Thermalized chemical reactions driven under dynamical load are characteristic of activated dynamics for arbitrary nonautonomous systems. Recent generalizations of transition state theory to obtain formally exact rates have required the construction of a time-dependent transition state trajectory. Here, we show that Lagrangian descriptors can be used to obtain this structure directly. By developing a phase space separatrix that is void of recrossings, these constructs allow for the principal criterion in the implementation of modern rate theories to be satisfied.
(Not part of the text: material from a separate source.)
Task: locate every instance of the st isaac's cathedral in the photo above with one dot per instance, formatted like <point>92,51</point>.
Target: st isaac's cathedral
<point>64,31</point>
Thus, the reactive flux over a time-varying barrier can be determined without ambiguity in chemical reactions. The generality of the formalism suggests that this approach is applicable to any activated system subjected to arbitrary driving and thermal fluctuations.

Figure 1

Phase space contour plots of $L({\mathbf{q}}_0,t_0)$ for varying values of $t_0$ are shown in (a)–(d) for a symmetrical barrier ($\kappa =1,\gamma =0$) and in (g)–(j) for a thermalized asymmetrical barrier ($\kappa =0.5,\gamma =25m_u/\mathrm{ps}$). In all panels, the TS trajectory $\mathcal{T}(t)$ is shown as a striped curve (white-orange) and the stable manifold is shown as a dashed curve (white). In the athermal case, $\mathcal{T}$ is shown over an entire period of oscillation, while in the thermal case, it is shown over the interval $[0,t_0]$. The time-varying potential surface is shown above in units of $k_{B}T$ at 298 K, which is the temperature of the thermal bath. The corresponding values of $t_0$ are marked in (e) and (f) for thermal and athermal cases, respectively, with trajectories of $\mathcal{T}$, $\mathcal{F}$, as well as $\dot{\mathcal{T}}$ (units shown at right). The thermal driving (gray) given by ${\int }_t^{t+\mathrm{\Delta }t}{\xi }_{\alpha }(t^{\prime })d{t}^{\prime }$ is shown in (f) for each integration time step $\mathrm{\Delta }t=0.001\mathrm{ps}$ [36]. Parameters in all panels are $\tau =0.5\mathrm{ps}$, $m=10\hspace{0.17em}{m}_u$, $c_1=c_2=0.75\AA$, ${\mathrm{\Omega }}_1=15{\mathrm{ps}}^{-1}$, $a=0.85{\AA }^{-1}$, and ${\tau }_{\mathrm{w}}=0.2\mathrm{ps}$.

Figure 2

Surfaces formed by $L({\mathbf{q}}_0,t_0)$ with $\tau =0.5\mathrm{ps}$ are shown above for athermal symmetrical (a)–(c) and thermalized asymmetrical (d)–(f) barriers with the corresponding contour plot shown below in each panel. The initial times are (from top to bottom) $t_0\in \{0,0.129,0.356\}$ (left panel) and $t_0\in \{0,0.209,0.4\}$ (right panel). All units and parameters are as in Fig. 1. (g) Calculation of $L_{f,b}$ with $q_0$ held constant at the marked values and $\tau =0.75\mathrm{ps}$.

Figure 3

Phase portraits of (a) forward-time and (b) backward-time integration of an ensemble of trajectories in a thermal environment. The initial position for every trajectory is $q_0=-1\AA$. Pieces of the stable ${\mathcal{W}}^s$ and unstable ${\mathcal{W}}^u$ manifolds at $t_0=0$ are shown in white and marked accordingly. Contour plots of the forward-time and backward-time surface $L_{f,b}$ with $\tau =1.0\mathrm{ps}$ are shown in (c) and (d), respectively. Parameters in all panels are as in the asymmetrical thermalized case in Fig. 1.

Figure 4

Time evolution of a swarm of trajectories in (a) athermal and (b) thermal environments. Each trajectory is colored according to the difference in initial velocity with respect to the stable manifold at $q_0=\mathcal{T}(0)-1\AA$ and $t_0=0$. The trajectories of two dividing surfaces: the TS trajectory (orange) and the instantaneous BT (striped black) are also shown. The respective reactant populations $P$ for each choice of dividing surface and the additional static surface $q=0$ are shown below. The system parameters are as in Fig. 1.